Suketake is surmised to have been the son of Itō Sukeharu, but, according to one theory, Sukeharu had a separate son named Itō Suketake while Suketaka was the son of Suketake.
In 1444, upon the death of Sukeharu, Suketaka inherited the headship of the clan at the age of thirty-six. He had twenty-five children, including Itō Sukekuni, Itō Sukemura, and many others. According to one account, Itō Sukeie should have been in line to succeed Sukeharu, but was murdered by Itō 祐郡 in a plot to usurp the successor to the headship. Unwilling to accept this treachery, the retainers ousted 祐郡 and backed Suketaka as the next head of the family. Suketaka then proceeded to eliminate those who opposed him, beginning with the Soi clan at Miyazaki Castle. From 1445, with the consent of the Tsuchimochi clan, he defeated the lords of castles in Kadogawa, Mukasa, and Kiyotake and brought them under his command.
After demonstrating his military might in Hyūga, Suketaka sought to become the military governor, but was opposed by the Tsuchimochi clan so could not obtain the position. As a result, in 1456, he initiated military action, eliminating Tsuchimochi Kanetsuna of Takarabe and expelling the Tsuchimochi clan from a broad area of flatlands. He then garnered control of the area extending to Kadogawa in the north and Shiwasuzaki in the south, strengthening the presence of the Itō inside and outside of Hyūga.
In 1461, Suketaka dispatched a messenger to Kyōto and obtained a letter from Ashikaga Yoshimasa, the eighth shōgun of the Muromachi bakufu stating “Retainers of the Itō shall be in the three provinces of Satsuma, Ōsumi, and Hyūga with the exception of Shibuya for the Shimazu.” There is a high likelihood, however, that this document was fabricated by the Itō clan.

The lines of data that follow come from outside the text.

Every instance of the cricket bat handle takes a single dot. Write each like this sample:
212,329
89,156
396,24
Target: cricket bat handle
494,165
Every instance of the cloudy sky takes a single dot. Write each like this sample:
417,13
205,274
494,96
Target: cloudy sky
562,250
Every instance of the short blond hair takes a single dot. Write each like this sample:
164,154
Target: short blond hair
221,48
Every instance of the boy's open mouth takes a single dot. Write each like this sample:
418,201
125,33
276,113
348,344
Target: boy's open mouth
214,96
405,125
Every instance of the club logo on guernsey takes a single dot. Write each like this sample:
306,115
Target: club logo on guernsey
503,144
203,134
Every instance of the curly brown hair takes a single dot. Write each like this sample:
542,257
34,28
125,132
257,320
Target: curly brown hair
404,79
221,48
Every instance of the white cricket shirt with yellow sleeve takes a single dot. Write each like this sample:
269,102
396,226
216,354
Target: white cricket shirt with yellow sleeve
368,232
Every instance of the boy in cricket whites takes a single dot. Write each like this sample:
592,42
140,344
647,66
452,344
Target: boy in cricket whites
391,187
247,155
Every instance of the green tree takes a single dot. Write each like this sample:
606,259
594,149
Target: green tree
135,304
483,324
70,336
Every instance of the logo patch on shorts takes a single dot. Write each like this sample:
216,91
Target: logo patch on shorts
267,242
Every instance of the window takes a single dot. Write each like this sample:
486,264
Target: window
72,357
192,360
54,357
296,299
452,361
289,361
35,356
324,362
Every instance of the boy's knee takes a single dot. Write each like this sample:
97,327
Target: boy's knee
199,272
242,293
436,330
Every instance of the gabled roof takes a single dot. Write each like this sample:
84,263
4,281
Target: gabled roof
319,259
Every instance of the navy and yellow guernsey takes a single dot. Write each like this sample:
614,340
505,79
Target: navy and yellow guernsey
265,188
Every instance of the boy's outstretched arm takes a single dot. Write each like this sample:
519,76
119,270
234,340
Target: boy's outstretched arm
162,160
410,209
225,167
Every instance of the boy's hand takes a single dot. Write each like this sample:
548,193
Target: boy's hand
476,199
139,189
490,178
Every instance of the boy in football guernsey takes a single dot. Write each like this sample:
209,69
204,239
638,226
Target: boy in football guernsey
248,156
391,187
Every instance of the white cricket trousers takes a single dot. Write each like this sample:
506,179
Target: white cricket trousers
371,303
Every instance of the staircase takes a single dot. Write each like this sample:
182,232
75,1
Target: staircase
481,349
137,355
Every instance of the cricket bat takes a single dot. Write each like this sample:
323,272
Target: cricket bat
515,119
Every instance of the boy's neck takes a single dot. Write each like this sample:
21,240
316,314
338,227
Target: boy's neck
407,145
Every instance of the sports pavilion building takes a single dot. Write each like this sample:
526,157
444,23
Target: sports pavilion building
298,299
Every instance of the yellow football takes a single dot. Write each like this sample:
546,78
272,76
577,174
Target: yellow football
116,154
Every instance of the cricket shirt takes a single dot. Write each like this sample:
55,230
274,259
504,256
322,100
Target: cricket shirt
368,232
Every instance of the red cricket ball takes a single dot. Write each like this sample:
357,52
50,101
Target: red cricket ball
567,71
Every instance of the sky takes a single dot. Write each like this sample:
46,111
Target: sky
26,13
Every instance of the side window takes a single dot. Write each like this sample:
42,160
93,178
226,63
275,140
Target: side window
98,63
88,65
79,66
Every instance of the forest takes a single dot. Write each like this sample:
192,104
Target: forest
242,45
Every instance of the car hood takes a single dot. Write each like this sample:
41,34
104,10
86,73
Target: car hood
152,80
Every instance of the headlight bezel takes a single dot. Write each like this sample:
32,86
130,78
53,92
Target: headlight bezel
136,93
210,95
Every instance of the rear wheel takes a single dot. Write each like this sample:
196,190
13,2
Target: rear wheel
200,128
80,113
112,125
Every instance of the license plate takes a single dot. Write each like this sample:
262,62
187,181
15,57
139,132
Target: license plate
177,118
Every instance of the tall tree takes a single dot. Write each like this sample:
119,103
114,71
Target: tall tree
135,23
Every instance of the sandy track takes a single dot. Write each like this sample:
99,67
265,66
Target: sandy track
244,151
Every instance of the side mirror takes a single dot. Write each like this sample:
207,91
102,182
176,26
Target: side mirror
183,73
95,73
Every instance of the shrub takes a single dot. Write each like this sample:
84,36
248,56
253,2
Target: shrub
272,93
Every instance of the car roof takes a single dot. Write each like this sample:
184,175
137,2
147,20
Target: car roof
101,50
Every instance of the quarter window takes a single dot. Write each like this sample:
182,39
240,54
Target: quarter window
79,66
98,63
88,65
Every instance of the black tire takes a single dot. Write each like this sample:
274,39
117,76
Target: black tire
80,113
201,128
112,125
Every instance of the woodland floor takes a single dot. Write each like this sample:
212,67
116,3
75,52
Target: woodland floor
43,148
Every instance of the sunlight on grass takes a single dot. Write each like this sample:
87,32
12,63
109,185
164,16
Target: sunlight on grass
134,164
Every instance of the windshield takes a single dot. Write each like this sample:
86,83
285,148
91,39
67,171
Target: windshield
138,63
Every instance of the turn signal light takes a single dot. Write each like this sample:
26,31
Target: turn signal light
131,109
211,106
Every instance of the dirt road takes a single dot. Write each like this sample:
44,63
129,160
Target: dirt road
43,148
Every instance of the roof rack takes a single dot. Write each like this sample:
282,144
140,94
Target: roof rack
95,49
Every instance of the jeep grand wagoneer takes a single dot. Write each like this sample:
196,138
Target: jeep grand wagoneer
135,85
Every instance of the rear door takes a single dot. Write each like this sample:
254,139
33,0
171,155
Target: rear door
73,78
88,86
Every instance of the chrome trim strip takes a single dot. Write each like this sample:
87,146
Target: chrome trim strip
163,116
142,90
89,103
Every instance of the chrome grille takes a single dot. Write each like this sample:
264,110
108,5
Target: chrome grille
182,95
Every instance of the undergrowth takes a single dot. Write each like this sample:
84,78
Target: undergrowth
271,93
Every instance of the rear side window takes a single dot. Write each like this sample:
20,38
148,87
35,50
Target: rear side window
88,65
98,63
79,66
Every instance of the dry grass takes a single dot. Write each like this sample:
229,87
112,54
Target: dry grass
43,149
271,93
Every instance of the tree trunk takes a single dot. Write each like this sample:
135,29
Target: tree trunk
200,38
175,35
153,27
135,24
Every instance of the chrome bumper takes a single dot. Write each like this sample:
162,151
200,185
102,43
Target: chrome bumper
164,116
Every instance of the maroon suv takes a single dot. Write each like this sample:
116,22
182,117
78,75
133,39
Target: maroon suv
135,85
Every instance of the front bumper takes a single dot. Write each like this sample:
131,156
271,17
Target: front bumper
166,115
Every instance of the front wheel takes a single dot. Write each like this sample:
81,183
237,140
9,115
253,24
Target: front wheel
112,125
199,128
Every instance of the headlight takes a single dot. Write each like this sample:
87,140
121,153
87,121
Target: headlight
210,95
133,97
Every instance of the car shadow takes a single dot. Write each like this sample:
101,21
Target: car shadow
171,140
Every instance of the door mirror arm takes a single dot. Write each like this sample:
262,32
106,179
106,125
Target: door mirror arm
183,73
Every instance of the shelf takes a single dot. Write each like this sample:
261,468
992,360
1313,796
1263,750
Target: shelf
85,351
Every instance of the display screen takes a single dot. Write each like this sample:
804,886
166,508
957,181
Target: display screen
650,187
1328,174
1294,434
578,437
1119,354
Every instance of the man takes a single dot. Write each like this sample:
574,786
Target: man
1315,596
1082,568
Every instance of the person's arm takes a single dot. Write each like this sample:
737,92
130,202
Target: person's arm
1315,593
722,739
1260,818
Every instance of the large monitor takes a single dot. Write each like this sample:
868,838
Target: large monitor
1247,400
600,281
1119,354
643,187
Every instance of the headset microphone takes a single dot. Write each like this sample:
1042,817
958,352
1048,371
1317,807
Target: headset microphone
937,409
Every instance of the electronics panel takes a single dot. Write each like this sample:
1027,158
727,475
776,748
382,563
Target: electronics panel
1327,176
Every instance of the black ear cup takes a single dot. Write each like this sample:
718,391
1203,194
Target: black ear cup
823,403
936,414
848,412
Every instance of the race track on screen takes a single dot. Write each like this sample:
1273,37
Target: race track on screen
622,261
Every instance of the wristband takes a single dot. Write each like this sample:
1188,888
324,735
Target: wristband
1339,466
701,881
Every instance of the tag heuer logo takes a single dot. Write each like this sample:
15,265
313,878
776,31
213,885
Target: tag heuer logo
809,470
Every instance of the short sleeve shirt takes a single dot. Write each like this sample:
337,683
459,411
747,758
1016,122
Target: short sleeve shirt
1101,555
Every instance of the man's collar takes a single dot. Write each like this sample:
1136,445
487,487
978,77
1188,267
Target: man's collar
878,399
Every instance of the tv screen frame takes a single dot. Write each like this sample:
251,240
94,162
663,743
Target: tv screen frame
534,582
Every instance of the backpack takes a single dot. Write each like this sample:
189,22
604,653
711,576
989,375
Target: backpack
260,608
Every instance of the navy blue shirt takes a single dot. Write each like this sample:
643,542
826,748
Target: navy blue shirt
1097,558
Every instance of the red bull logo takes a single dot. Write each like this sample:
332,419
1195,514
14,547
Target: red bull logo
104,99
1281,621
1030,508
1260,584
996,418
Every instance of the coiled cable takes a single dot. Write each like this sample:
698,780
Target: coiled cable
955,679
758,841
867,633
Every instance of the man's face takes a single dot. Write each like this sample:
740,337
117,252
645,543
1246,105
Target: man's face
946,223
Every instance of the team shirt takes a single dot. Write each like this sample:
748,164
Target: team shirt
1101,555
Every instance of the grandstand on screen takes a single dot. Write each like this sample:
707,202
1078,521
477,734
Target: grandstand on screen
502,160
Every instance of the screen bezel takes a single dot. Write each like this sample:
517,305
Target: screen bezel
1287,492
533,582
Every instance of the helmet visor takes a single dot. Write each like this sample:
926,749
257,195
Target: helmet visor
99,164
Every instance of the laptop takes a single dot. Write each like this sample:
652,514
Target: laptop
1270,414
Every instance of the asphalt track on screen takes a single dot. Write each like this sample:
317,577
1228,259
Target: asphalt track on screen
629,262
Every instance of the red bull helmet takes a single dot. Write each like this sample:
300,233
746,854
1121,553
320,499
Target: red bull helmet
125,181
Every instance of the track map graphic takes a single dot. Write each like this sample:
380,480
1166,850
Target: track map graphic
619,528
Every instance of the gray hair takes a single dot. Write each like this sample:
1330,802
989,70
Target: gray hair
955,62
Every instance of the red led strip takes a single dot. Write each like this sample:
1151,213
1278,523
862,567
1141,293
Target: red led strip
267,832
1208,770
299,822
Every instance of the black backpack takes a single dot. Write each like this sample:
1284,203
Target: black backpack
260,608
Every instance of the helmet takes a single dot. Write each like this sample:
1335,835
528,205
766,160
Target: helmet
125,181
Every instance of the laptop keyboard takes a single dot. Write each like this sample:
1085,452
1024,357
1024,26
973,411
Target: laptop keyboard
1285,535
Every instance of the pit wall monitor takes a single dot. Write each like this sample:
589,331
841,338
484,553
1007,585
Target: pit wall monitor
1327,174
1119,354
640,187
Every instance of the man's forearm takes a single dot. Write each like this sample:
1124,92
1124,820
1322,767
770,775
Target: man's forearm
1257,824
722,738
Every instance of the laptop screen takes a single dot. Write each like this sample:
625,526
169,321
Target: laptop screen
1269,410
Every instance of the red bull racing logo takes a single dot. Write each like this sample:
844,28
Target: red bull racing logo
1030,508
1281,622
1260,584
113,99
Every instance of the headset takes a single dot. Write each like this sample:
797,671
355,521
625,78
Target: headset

Suketaka maintained friendly relations with the Shimazu clan. In 1464, he met with Shimazu Tatsuhisa on Mount Udo and arranged a settlement between the clans. His second daughter, Kyōdō-fujin, wed Tatsuhisa. In 1480, however, after the Shimazu army attacked Shiwasuzaki Castle, the two clans came into conflict again.
In 1485, Suketaka intervened in an internal conflict in the Shimazu clan and clashed with Shimazu Tadamasa. Upon request of Shimazu Hisayasu of the Izaku family (a cadet family of the Shimazu), Suketaka deployed along with his son, Sukekuni, to attack Niiro Tadatsugu at Obi Castle in the southern portion of Hyūga. During the deployment, he died at Kiyotake Castle. He was seventy-seven years old.